For ring $R$, the opposite ring $R^{op}$ is the abelian group $(R,+)$ with multiplicative operation $\circ$ defined by $x\circ y=yx$. I am trying to prove the following propositions.
- Show that $R^{op}$ is a ring and that $(R^{op})^{op}\cong R$.
- Show that $R\cong S$ if and only if $R^{op}\cong S^{op}$.
- Show that $I$ is a left ideal of $R$ if and only if $R$ is a right ideal of $R^{op}$.
What I have so far is:
1) To prove that $R^{op}$ is a ring, we must show that $(R, +)$ is an abelian group, multiplication is associative, and multiplication is distributive w.r.t. addition. By definition of $R^{op}$, we trivially have that $(R,+)$ is an abelian group. Now, for associativity observe that our operation is $x\circ y = yx$. Take elements $a,b,c \in R$. Then, $ (a\circ b)\circ c = ba \circ c = cba = (cb)a = a \circ (cb) = a\circ (b\circ c) $ Finally, we can show distribution. $ a \circ (b+c) = (b+c)a = ba + ca = a\circ b + a\circ c $, and $ (a+b) \circ c = c(a+b) = ca + cb = a\circ c + b\circ c $. So $R^{op}$ is a ring.

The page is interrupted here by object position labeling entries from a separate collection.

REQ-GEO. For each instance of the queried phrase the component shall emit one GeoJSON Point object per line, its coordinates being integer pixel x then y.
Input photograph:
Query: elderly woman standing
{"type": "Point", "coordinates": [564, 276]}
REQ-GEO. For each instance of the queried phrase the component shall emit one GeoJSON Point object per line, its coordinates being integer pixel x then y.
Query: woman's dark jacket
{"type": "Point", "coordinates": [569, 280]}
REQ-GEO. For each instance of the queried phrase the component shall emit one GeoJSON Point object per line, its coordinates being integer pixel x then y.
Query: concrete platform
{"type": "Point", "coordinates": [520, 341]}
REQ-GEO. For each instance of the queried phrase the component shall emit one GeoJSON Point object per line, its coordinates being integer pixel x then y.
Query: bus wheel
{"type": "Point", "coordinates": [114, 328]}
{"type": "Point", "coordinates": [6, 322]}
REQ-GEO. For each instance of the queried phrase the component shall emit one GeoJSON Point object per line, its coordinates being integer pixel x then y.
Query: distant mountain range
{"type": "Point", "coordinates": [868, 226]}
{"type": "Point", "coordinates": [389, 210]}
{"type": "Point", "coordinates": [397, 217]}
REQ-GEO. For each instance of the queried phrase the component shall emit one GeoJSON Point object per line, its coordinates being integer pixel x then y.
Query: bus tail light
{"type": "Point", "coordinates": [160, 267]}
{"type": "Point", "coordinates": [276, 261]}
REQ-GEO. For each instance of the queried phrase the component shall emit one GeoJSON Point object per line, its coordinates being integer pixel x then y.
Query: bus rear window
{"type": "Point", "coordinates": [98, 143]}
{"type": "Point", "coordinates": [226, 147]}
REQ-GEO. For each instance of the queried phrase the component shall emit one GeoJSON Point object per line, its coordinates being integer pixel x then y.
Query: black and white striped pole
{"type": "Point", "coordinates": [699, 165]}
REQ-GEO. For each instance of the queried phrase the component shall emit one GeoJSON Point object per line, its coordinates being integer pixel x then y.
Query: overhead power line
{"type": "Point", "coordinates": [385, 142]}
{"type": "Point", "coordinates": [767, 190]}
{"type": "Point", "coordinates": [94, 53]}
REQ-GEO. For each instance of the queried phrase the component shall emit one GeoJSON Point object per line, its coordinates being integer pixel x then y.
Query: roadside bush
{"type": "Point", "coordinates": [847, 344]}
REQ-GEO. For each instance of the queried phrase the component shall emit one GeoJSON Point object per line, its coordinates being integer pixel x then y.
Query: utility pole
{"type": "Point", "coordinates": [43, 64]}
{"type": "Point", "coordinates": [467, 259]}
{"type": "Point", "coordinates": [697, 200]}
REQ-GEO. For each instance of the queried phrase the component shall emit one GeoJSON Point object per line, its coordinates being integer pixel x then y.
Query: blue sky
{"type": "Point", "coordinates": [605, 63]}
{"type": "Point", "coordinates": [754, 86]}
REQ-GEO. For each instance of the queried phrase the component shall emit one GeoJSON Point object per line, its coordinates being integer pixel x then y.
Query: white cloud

However, I always struggle with showing isomorphism. I am not sure how to proceed for either (1) or (2) in this regard. Also, for (3) does this seem like a typo? If it said $I$ is a left ideal of $R$ $\iff$ $I$ is a left ideal of $R^{op}$ it is easy, but as stated I am confused.

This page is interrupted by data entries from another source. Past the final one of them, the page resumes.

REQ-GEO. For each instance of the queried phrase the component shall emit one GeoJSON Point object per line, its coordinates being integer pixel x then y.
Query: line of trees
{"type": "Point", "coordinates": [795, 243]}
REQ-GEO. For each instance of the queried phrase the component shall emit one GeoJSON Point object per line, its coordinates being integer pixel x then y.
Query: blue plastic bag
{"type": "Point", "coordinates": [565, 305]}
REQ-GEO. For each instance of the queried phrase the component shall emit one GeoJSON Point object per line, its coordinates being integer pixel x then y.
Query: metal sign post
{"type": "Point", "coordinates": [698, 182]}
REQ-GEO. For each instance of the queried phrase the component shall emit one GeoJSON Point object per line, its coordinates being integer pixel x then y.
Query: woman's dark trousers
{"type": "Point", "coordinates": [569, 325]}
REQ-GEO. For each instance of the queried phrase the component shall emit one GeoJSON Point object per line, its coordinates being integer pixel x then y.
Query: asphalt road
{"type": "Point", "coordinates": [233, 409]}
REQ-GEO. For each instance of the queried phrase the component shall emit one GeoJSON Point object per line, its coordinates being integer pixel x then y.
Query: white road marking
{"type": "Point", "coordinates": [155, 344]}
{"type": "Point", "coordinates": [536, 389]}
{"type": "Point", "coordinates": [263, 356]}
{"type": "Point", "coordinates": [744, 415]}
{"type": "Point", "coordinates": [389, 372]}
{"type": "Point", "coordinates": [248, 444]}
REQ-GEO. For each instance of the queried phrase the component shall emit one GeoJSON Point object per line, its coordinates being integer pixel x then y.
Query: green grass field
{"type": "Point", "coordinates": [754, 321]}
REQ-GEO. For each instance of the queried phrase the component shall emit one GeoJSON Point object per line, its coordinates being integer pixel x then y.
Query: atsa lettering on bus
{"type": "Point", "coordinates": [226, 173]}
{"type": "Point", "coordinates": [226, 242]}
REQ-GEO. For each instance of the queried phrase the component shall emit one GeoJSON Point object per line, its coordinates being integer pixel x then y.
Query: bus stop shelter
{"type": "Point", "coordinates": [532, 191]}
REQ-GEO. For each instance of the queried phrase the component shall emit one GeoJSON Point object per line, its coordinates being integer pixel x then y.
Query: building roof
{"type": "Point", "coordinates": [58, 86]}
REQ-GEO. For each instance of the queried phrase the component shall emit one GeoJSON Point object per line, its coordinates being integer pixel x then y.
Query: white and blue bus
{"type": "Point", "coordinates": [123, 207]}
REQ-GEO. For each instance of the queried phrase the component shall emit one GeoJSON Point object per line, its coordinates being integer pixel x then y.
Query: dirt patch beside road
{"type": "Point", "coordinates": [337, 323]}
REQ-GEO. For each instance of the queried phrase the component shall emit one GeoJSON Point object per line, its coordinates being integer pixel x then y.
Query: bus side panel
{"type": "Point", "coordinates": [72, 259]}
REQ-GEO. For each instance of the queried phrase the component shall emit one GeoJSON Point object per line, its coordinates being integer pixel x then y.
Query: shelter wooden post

1) $(R^{op})^{op}$ actually equals $R$: it is the same set with the same operations.
2) Hint: Any isomorphism between $R$ and $S$ is automatically an isomorphism between the opposite rings, and vice versa.
3). It should read “$I$ is a left ideal of $R$ if and only if $I$ is a right ideal of $R^{op}$.”